As described above, according to the present invention,
A switch circuit was provided between both ends of the receiving coil, and the electronic switch was turned on to short-circuit between both ends of the receiving coil while the magnetic signal transmitted from the preceding photoelectric switch was not received by the latter photoelectric switch. Therefore, even if magnetic noise jumps from outside the system within a period in which both ends of the receiving coil are short-circuited, a pulsed voltage is not induced in the receiving coil. Therefore, the one-shot circuit provided in the receiving unit outputs only the synchronization timing signal corresponding to the received signal induced in the receiving coil, so that mutual interference between the photoelectric switches is prevented. Therefore, a highly reliable photoelectric switch system that is not easily affected by magnetic noise can be constructed.

[Brief description of drawings]

FIG. 1 is a block diagram showing a circuit configuration of a photoelectric switch according to a first embodiment.

FIG. 2 is a waveform diagram showing a waveform of a signal output from each unit of the apparatus shown in FIG.

FIG. 3 is a block diagram showing a circuit configuration of a photoelectric switch according to a second embodiment.

FIG. 4 is a waveform diagram showing waveforms of signals output from each unit of the apparatus of FIG.

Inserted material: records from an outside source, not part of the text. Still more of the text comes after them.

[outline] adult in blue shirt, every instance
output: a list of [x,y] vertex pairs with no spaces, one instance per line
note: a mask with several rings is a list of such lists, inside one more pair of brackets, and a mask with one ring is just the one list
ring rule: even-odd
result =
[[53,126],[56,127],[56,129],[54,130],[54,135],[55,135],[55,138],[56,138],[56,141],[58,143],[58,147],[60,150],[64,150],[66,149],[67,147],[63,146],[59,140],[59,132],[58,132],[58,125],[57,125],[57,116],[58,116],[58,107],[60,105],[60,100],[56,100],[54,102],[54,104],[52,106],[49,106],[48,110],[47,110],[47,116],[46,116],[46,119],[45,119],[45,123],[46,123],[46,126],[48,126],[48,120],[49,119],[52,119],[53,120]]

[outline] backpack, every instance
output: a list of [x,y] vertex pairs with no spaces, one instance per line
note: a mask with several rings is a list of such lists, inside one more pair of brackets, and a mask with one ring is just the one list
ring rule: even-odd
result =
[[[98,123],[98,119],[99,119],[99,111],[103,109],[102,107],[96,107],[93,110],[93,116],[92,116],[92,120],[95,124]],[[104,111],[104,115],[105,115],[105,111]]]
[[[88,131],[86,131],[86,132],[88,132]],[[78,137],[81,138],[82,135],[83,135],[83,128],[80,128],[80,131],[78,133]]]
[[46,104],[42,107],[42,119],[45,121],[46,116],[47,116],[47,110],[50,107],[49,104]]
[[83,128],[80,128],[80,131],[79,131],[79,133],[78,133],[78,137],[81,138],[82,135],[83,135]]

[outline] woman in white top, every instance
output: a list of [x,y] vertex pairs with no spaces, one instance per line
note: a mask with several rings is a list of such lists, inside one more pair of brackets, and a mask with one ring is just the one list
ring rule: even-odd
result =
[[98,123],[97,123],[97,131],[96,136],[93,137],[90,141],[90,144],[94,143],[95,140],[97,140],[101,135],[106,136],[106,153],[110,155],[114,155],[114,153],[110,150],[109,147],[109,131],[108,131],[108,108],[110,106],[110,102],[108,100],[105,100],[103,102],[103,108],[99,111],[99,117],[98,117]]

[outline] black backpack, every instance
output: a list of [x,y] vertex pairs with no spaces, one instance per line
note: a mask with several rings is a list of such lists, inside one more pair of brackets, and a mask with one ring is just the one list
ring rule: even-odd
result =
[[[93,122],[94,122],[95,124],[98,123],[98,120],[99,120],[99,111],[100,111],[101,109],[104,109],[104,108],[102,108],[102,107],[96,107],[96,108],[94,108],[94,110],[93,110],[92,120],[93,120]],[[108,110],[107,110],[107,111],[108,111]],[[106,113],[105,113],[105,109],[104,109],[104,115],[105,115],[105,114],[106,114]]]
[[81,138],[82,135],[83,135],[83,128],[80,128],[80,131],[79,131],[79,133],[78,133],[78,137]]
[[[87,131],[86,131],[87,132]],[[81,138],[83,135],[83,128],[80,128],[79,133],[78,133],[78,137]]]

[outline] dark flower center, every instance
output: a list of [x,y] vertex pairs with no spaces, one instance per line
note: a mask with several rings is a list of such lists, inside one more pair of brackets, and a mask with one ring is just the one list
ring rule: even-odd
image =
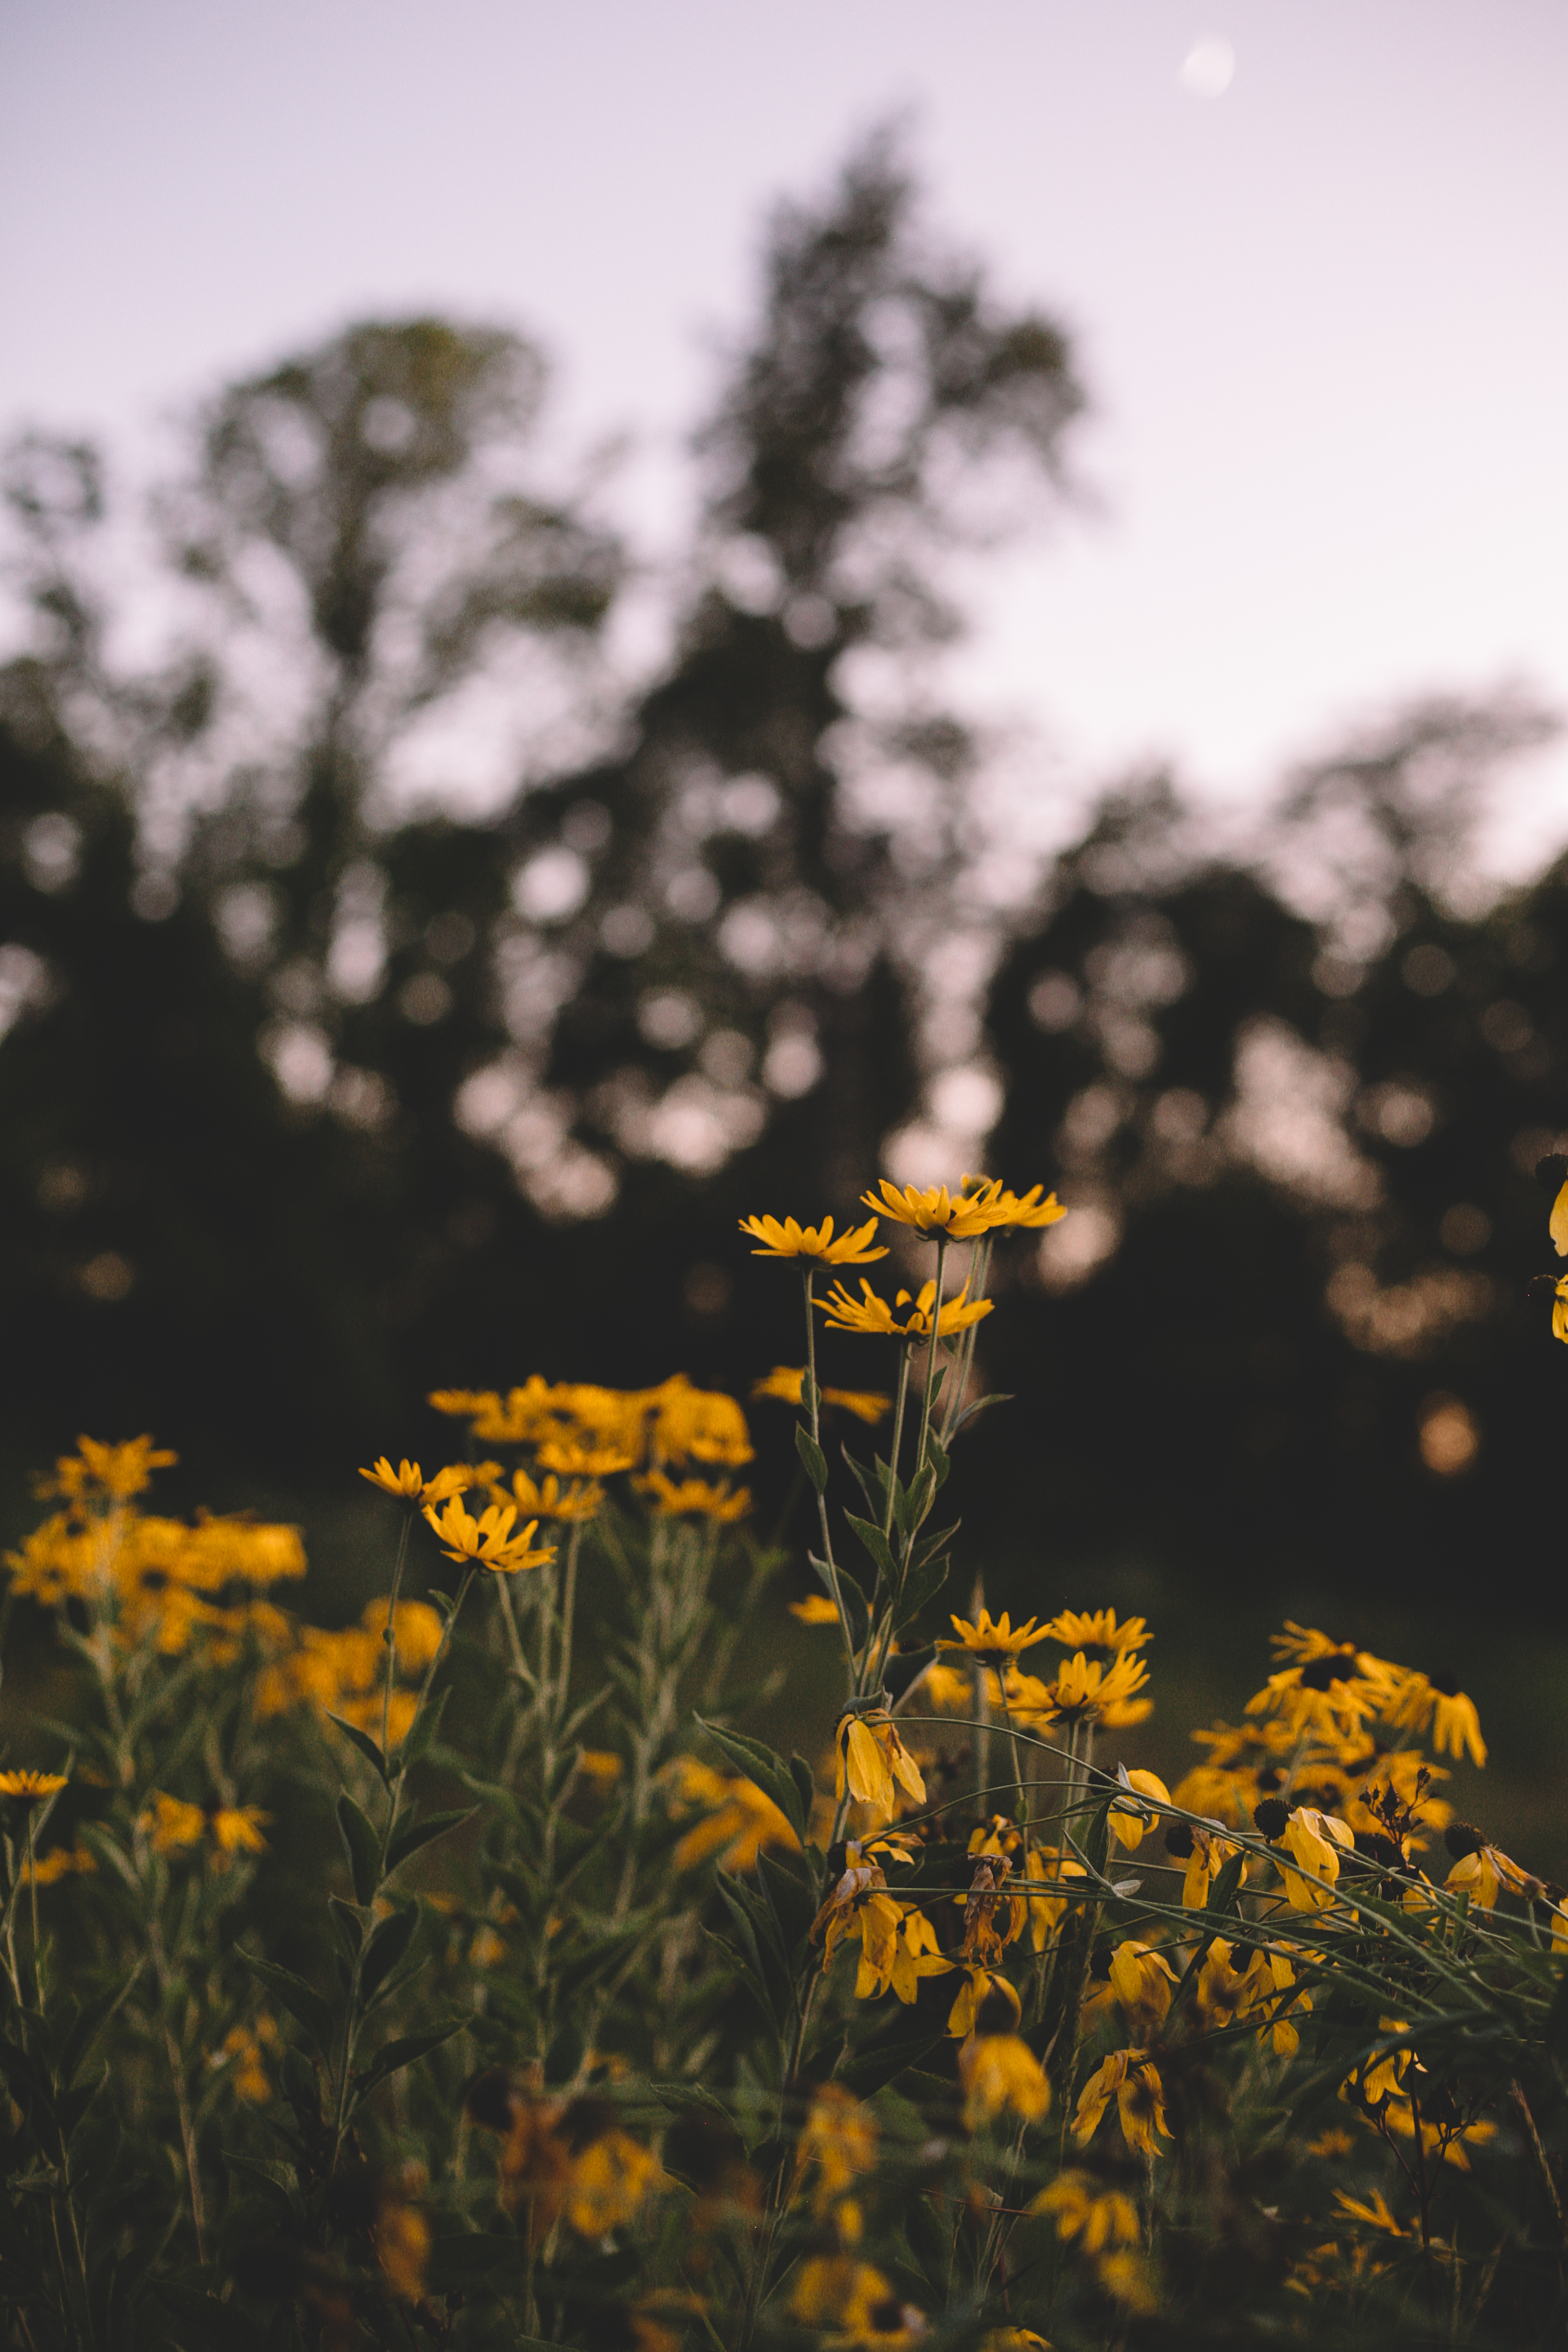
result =
[[1309,1658],[1301,1669],[1301,1688],[1326,1691],[1355,1672],[1353,1650],[1331,1650],[1326,1657]]
[[1458,1675],[1428,1675],[1426,1679],[1431,1684],[1433,1689],[1437,1693],[1439,1698],[1458,1697],[1459,1677]]
[[1468,1853],[1479,1853],[1486,1840],[1473,1822],[1450,1822],[1443,1832],[1443,1843],[1456,1862],[1463,1862]]

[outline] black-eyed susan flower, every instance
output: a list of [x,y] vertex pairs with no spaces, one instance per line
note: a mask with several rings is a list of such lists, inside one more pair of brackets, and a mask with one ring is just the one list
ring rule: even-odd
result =
[[1080,2147],[1087,2147],[1094,2137],[1112,2099],[1128,2147],[1145,2156],[1158,2156],[1154,2136],[1159,2133],[1169,2139],[1171,2127],[1165,2120],[1160,2070],[1146,2050],[1116,2051],[1084,2084],[1073,2118],[1073,2133]]
[[63,1772],[0,1772],[0,1797],[16,1805],[41,1805],[66,1785]]
[[[616,1759],[617,1769],[620,1759]],[[800,1840],[784,1814],[754,1780],[716,1772],[695,1756],[677,1756],[661,1775],[670,1790],[670,1811],[700,1812],[675,1849],[677,1870],[690,1870],[717,1854],[725,1870],[752,1871],[764,1846],[798,1853]]]
[[678,1484],[662,1470],[650,1470],[636,1483],[653,1496],[655,1514],[661,1519],[703,1518],[717,1527],[729,1527],[743,1519],[752,1507],[751,1488],[738,1486],[731,1494],[727,1478],[717,1486],[706,1478],[682,1478]]
[[1025,1650],[1032,1649],[1037,1642],[1045,1641],[1049,1632],[1048,1627],[1042,1626],[1037,1633],[1033,1617],[1015,1627],[1005,1609],[994,1622],[988,1609],[980,1612],[973,1624],[967,1617],[953,1617],[949,1622],[958,1639],[950,1641],[944,1633],[938,1640],[937,1648],[967,1651],[977,1665],[989,1666],[994,1674],[1004,1673]]
[[1102,1664],[1081,1650],[1063,1661],[1050,1682],[1020,1677],[1010,1691],[1013,1712],[1034,1723],[1105,1723],[1113,1727],[1141,1723],[1153,1702],[1139,1696],[1149,1669],[1130,1650]]
[[1481,1719],[1476,1703],[1459,1688],[1457,1675],[1424,1675],[1412,1670],[1400,1681],[1392,1704],[1384,1709],[1390,1723],[1413,1731],[1419,1738],[1431,1727],[1432,1745],[1439,1756],[1466,1756],[1472,1764],[1487,1760]]
[[1043,1952],[1066,1916],[1068,1897],[1048,1890],[1065,1879],[1087,1878],[1088,1871],[1065,1847],[1032,1845],[1024,1857],[1025,1897],[1029,1907],[1029,1940]]
[[1489,1845],[1469,1822],[1451,1822],[1443,1832],[1443,1843],[1454,1857],[1454,1867],[1444,1882],[1449,1893],[1468,1895],[1482,1911],[1494,1910],[1505,1889],[1510,1895],[1544,1892],[1539,1878],[1521,1870],[1500,1846]]
[[895,1780],[918,1805],[923,1805],[926,1784],[920,1766],[899,1737],[898,1726],[885,1707],[839,1717],[833,1735],[838,1753],[833,1793],[840,1804],[847,1792],[880,1813],[892,1813]]
[[514,1535],[517,1507],[512,1503],[491,1503],[474,1518],[453,1495],[437,1511],[426,1503],[426,1518],[440,1538],[441,1549],[448,1559],[471,1561],[477,1568],[488,1568],[498,1576],[515,1576],[520,1569],[544,1568],[555,1557],[552,1544],[531,1549],[538,1531],[537,1519],[530,1519]]
[[975,2032],[1014,2033],[1023,2016],[1017,1987],[994,1969],[971,1962],[964,1969],[958,1999],[948,2012],[947,2030],[955,2042],[967,2042]]
[[905,2352],[925,2333],[925,2321],[901,2303],[892,2282],[874,2263],[850,2254],[813,2254],[795,2273],[790,2316],[807,2327],[831,2328],[831,2342]]
[[988,1202],[987,1230],[991,1233],[1037,1233],[1043,1225],[1054,1225],[1067,1215],[1067,1210],[1052,1192],[1042,1201],[1043,1184],[1031,1184],[1020,1196],[1009,1192],[999,1179],[990,1176],[965,1176],[961,1179],[966,1197]]
[[[874,1208],[876,1202],[872,1202]],[[777,1217],[742,1217],[741,1231],[760,1242],[753,1257],[815,1258],[819,1265],[869,1265],[874,1258],[886,1257],[885,1248],[873,1249],[871,1236],[877,1230],[872,1217],[863,1225],[850,1227],[847,1233],[833,1238],[833,1220],[824,1217],[819,1225],[798,1224],[794,1217],[779,1222]]]
[[795,2187],[812,2175],[811,2210],[822,2220],[877,2162],[877,2118],[842,2084],[812,2093],[795,2149]]
[[563,1486],[553,1470],[538,1480],[526,1470],[514,1470],[510,1489],[493,1486],[490,1492],[498,1503],[504,1502],[510,1492],[519,1511],[536,1519],[560,1519],[566,1524],[596,1518],[605,1501],[605,1490],[595,1480],[574,1478]]
[[693,1388],[684,1373],[678,1373],[650,1391],[648,1403],[655,1462],[721,1463],[737,1470],[756,1458],[746,1416],[721,1389]]
[[1165,1851],[1186,1864],[1183,1909],[1205,1911],[1209,1890],[1236,1852],[1235,1845],[1221,1834],[1218,1822],[1173,1822],[1165,1832]]
[[945,1184],[900,1187],[884,1176],[879,1192],[862,1193],[861,1198],[867,1208],[875,1209],[879,1217],[890,1217],[895,1224],[910,1225],[918,1234],[967,1242],[990,1232],[991,1212],[1001,1193],[1000,1178],[966,1193],[950,1192]]
[[958,2053],[963,2120],[979,2131],[1000,2115],[1037,2124],[1047,2114],[1051,2086],[1028,2043],[1016,2033],[975,2033]]
[[[817,1300],[830,1329],[858,1331],[868,1339],[929,1339],[934,1313],[937,1338],[950,1339],[955,1331],[967,1331],[972,1323],[978,1323],[982,1316],[989,1315],[995,1304],[990,1298],[972,1299],[967,1282],[956,1297],[943,1299],[940,1312],[935,1311],[934,1282],[922,1283],[913,1297],[909,1291],[900,1290],[891,1307],[886,1299],[878,1297],[864,1276],[860,1290],[858,1305],[841,1282],[834,1284],[826,1298]],[[898,1312],[900,1307],[908,1309],[903,1316]]]
[[1118,1619],[1114,1609],[1063,1609],[1046,1627],[1064,1650],[1144,1650],[1153,1636],[1142,1617]]
[[1568,1257],[1568,1155],[1549,1151],[1535,1163],[1535,1181],[1552,1198],[1546,1230],[1559,1257]]

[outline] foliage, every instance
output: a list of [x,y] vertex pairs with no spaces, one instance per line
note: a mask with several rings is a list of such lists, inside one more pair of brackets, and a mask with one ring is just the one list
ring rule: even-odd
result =
[[[58,1769],[0,1770],[7,2340],[1555,2340],[1568,1896],[1441,1798],[1467,1694],[1287,1623],[1173,1790],[1103,1760],[1142,1618],[944,1604],[1003,1401],[938,1302],[989,1307],[1042,1193],[747,1220],[805,1318],[758,1393],[837,1653],[815,1763],[744,1727],[815,1744],[756,1679],[787,1554],[722,1392],[437,1391],[470,1458],[362,1472],[396,1541],[336,1632],[280,1605],[295,1530],[148,1506],[150,1438],[58,1464],[5,1601],[69,1668]],[[909,1248],[891,1393],[829,1392],[823,1270]],[[851,1424],[886,1451],[830,1461]]]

FIG. 5 is a block diagram showing a circuit configuration of a photoelectric switch according to a conventional example.

[Explanation of symbols]

 DESCRIPTION OF SYMBOLS 1 switch circuit 2 filter 3 detection / smoothing circuit 4,11 comparator 5 oscillator 6 counter 7 NOR gate 8 electronic switch 12,14 one-shot circuit 13 AND gate 30 pulse generation circuit 33 light emitting section 37 light receiving section 49 receiving section 50 receiving coil 54 Excitation Unit 59 Transmission Coil

 ─────────────────────────────────────────────────── ─── Continuation of the front page (72) Ikuro Ouchi 1-13-10 Nishi-Odori, Hanamaki-shi, Iwate Shanpol 203

Claims (3)

[Claims] 1. A photoelectric switch, a plurality of which can be arrayed and fixed in a row by a mounting member, each of which includes a light projecting portion for outputting a pulsed detection light for irradiating an object to be detected, and the object to be detected. When the light receiving section that receives the detection light that is reflected by the detection object or is not blocked by the detection object, the excitation section that generates a pulsed magnetic signal and outputs it to the outside, and when arranged in the above 1 row And a receiving unit that receives the magnetic signal output from the exciting unit in the previous stage, an output timing of the detection light in the light projecting unit and a magnetic signal received by the receiving unit, and When the receiving unit does not receive the magnetic signal from another photoelectric switch installed in the preceding stage, the control unit that sets the output timing of the magnetic signal and shorts both ends of the receiving coil provided in the receiving unit. Switch circuit Photoelectric switch characterized by. 2. The receiving unit according to claim 1, wherein the switch circuit detects that another photoelectric switch of the same type is not installed in a preceding stage, and the other photoelectric switch is not installed in a preceding stage. A photoelectric switch characterized by short-circuiting both ends of a receiving coil provided in the. 3. The switch circuit according to claim 1, wherein another photoelectric switch of the same type is installed in the preceding stage, and the output of the magnetic signal output from the other photoelectric switch installed in the preceding stage. A photoelectric switch characterized by short-circuiting both ends of a receiving coil provided in the receiving section during a period from the detection of the cycle and the detection of the magnetic signal to the detection of the next magnetic signal.